Runtime error in gradient computation

Rashmi_S_Murthy · December 13, 2021, 8:15am

Hi,
When I try to train a model, I face an error.
RuntimeError: one of the variables needed for gradient computation has been modified by an inplace operation: [torch.FloatTensor [20, 256, 1, 1]] is at version 3; expected version 2 instead. Hint: the backtrace further above shows the operation that failed to compute its gradient. The variable in question was changed in there or anywhere later. Good luck!

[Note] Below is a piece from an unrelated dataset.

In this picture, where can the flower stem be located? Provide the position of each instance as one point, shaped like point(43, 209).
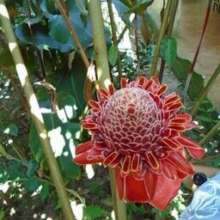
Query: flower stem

Any idea what is causing this?
Thanks.

ptrblck · December 15, 2021, 9:14am

The error is usually raised by disallowed inplace operations, which would manipulate tensors which are needed to compute the gradients in the backward pass.
Here is a small example:

# works
w = nn.Parameter(torch.randn(1, 1))
x = torch.randn(1, 1)

y = w * x
y.backward() # works

# fails
w = nn.Parameter(torch.randn(1, 1))
x = torch.randn(1, 1)

y = w * x
x += 1 # x is needed to compute the gradient wrt w in the multiplication, so you can't manipulate it
y.backward()
# > RuntimeError: one of the variables needed for gradient computation has been modified by an inplace operation: [torch.FloatTensor [1, 1]] is at version 2; expected version 1 instead. Hint: enable anomaly detection to find the operation that failed to compute its gradient, with torch.autograd.set_detect_anomaly(True).

Check for these inplace manipulations and replace them with their out-of-place equivalents.